El votante argentino sabe que vota a un poder político condicionado y, lo que es más
grave comprometido con un poder económico nacional y multinacional (ya es difícil
separar estas dos facetas) que tiene los resortes cedidos con entusiasmo por la
gestión menemista para condicionar la gobernabilidad de este país. Sabe, también,
el votante argentino, que sólo puede esperar, a lo sumo, dos cosas: menor corrupción y
cierta tenue voluntad social que ampare a los desdichados, que se apiade de los excluidos.
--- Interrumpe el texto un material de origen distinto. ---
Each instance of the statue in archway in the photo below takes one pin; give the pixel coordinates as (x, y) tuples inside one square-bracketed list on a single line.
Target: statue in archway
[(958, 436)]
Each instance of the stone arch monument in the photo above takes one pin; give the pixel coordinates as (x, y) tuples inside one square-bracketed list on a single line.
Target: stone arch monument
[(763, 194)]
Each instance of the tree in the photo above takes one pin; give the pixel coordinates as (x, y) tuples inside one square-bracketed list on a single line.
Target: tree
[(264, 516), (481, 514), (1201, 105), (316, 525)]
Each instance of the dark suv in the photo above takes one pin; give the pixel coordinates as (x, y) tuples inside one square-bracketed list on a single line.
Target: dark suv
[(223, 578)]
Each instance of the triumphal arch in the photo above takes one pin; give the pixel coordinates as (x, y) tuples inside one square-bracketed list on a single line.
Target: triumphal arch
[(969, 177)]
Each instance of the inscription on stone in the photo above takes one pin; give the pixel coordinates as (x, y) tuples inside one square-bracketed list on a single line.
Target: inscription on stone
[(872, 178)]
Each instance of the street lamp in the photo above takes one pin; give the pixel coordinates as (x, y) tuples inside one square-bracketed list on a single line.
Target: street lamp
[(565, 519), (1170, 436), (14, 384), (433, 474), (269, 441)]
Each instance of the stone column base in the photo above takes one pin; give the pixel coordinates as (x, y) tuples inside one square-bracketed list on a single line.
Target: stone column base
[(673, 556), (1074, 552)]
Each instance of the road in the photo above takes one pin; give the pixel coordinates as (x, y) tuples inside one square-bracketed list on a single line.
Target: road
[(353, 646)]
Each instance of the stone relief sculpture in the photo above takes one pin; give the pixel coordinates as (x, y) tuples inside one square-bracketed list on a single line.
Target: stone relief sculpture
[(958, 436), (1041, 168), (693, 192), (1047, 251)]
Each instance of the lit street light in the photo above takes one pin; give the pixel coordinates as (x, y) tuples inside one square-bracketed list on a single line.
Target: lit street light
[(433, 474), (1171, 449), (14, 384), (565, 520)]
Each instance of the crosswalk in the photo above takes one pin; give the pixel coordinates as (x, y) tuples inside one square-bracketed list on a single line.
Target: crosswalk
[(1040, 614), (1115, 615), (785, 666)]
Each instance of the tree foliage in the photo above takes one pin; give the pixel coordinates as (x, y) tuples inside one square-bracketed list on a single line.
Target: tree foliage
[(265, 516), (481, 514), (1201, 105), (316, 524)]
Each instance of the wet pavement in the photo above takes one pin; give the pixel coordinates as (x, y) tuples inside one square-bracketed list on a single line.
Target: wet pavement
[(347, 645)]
Estas son las cosas que la inevitable realpolitik de los partidos con posibilidades de
gobernar permite prometer.
Lo de la corrupción no es un dato secundario. Una disminución del aparato corrupto
argentino podría solventar algunos problemas sociales urgentísimos, que se traducen en
delincuencia, represión y vidas humanas. Lo de la voluntad social es menos secundario
aún y, en cierta medida, posible. Quiero decir: existe todavía, algún margen como para
que una dirigencia menos torpe, menos cruel y hasta, digámoslo, menos estúpida y
vanidosa, se entregue (aun bajo la consigna del más áspero gatopardismo) a paliar
problemas sociales. O sea, el hambre. En la Argentina de hoy hasta el gatopardismo es
progre, porque el poder pareciera desear ensañarse con los pobres y llevarlos a una
desesperación sin retorno. El poder olvida el costo que la desesperación suele tener en
el ámbito social. Pero su avaricia y su torpeza, su increíble cortedad de miras son más
intensas que su posible prudencia ante acontecimientos temibles, a los que confía
solucionar con una policía militarizada.
Este cuadro es el que permite entender el retroceso del duhaldismo en las encuestas. Los
votantes advierten que sólo dos cosas serán posible amenguar: la corrupción y la
desesperante situación social. De ambas es responsable el gobierno de Carlos Menem. Tal
vez durante estos días simplemente ocurra que muchos (desoyendo toda esa vocinglería del
retorno del peronismo) estén recordando que el vicepresidente de Carlos Menem
durante la centralidad del proceso que llevó a la Argentina a su desesperante
situación actual se llamó Eduardo Duhalde. Igual que el candidato actual del
justicialismo. Y, con cautela, por si, digamos, se tratara de la misma persona, han
decidido no votarlo. Sólo por eso: por las dudas.